Objective: To evaluate esophagocardiomyotomy in the greater curvature (GC myotomy) as an alternative POEM technique in cases where a prior LC myotomy or supervening anatomic constraints make identification of the EGJ technically challenging.

Design: Prospective.

Setting: Single-center study.

Patients: Twenty-one achalasia patients who received POEM with GC myotomy.

Interventions: POEM.

Main outcome measurements: Efficacy and safety of GC myotomy measured in terms of reduction in lower esophageal sphincter (LES) pressures, improvement in Eckardt scores, and development of intraoperative or postoperative adverse events.

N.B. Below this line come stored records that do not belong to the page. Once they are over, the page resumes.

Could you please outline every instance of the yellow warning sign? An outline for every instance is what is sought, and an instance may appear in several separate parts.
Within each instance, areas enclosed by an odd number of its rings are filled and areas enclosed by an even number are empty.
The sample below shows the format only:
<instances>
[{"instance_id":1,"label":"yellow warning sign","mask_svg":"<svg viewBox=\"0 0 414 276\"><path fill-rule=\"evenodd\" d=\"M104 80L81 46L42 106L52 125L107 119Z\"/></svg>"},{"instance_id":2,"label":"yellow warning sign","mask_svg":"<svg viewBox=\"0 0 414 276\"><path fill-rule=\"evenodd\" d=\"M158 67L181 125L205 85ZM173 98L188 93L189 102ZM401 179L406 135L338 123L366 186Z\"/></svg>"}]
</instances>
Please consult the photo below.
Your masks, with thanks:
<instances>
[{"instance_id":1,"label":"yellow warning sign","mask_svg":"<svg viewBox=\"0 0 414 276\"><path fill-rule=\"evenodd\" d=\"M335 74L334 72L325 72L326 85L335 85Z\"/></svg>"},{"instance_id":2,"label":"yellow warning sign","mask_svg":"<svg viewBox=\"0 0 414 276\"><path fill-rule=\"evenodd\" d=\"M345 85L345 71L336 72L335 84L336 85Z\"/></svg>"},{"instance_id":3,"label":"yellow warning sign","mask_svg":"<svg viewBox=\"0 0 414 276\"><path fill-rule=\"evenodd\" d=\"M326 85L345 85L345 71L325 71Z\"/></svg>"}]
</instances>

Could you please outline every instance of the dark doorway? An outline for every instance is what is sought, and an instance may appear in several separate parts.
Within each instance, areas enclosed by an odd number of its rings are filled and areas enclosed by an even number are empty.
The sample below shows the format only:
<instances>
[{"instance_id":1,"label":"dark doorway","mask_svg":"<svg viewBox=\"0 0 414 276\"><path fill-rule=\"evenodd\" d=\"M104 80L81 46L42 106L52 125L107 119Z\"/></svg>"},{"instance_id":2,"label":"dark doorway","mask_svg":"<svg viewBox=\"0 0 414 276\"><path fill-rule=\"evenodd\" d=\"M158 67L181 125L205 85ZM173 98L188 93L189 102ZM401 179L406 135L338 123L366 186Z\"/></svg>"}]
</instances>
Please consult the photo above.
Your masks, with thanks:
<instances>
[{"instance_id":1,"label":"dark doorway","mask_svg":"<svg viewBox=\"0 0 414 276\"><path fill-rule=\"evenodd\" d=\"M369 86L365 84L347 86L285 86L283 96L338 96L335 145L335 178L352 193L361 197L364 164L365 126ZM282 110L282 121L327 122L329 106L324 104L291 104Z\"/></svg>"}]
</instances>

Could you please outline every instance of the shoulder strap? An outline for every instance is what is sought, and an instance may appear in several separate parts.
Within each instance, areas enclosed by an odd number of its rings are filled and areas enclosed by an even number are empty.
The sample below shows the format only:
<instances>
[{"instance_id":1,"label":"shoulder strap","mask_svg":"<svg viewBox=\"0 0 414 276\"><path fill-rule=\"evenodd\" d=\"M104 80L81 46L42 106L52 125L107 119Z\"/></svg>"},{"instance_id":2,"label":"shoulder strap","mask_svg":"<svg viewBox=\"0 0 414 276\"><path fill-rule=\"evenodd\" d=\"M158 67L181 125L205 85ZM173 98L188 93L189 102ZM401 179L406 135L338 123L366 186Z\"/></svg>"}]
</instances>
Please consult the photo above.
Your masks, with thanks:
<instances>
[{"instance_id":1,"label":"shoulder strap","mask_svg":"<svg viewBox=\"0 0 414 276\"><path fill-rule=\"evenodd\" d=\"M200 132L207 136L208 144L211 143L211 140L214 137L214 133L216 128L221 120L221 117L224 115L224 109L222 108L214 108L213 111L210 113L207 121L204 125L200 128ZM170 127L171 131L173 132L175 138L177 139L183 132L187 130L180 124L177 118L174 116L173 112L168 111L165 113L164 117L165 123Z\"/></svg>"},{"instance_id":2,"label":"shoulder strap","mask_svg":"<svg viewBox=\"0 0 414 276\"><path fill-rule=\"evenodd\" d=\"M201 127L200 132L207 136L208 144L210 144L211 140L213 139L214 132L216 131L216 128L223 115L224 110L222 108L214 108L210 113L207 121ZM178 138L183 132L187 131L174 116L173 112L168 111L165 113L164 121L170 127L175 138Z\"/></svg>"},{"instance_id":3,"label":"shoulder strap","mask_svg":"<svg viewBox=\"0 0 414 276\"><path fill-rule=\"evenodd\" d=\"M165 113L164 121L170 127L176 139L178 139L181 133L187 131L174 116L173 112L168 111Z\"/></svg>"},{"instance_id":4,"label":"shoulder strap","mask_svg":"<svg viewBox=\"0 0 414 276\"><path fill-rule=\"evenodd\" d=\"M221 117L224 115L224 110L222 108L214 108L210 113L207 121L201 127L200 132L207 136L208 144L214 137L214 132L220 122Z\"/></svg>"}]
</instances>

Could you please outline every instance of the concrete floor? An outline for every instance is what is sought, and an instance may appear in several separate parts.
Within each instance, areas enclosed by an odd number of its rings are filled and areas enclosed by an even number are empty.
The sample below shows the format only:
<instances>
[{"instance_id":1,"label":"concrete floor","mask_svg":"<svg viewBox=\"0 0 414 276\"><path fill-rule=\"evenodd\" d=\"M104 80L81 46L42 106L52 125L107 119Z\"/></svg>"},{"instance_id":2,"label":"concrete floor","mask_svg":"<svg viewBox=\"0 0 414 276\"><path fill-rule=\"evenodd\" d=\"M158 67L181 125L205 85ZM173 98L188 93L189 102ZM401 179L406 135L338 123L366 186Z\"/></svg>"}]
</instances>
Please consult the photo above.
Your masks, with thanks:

Results: Identification of the EGJ was achieved in all cases, resulting in a mean gastric myotomy length of 2.6±1.1 cm. Mean LES pressure and Eckardt symptom scores decreased significantly (21.2±7.3 vs 10.5±2.7 mm Hg, 5 [2-8] vs 1 [0-5], respectively) (P<.01). Endoscopic evidence of gastroesophageal reflux was identified in 52% of patients (11/21) postmyotomy; however, only 9.5% (2/11) were symptomatic, and these patients were successfully controlled with proton pump inhibitors. No severe adverse events were encountered.

Limitations: Single center.

Conclusions: GC myotomy is a promising, safe modification of the POEM technique and may be especially useful in cases of redo POEM, POEM post-Heller myotomy, or when the EGJ is difficult to recognize because of supervening anatomic constraints.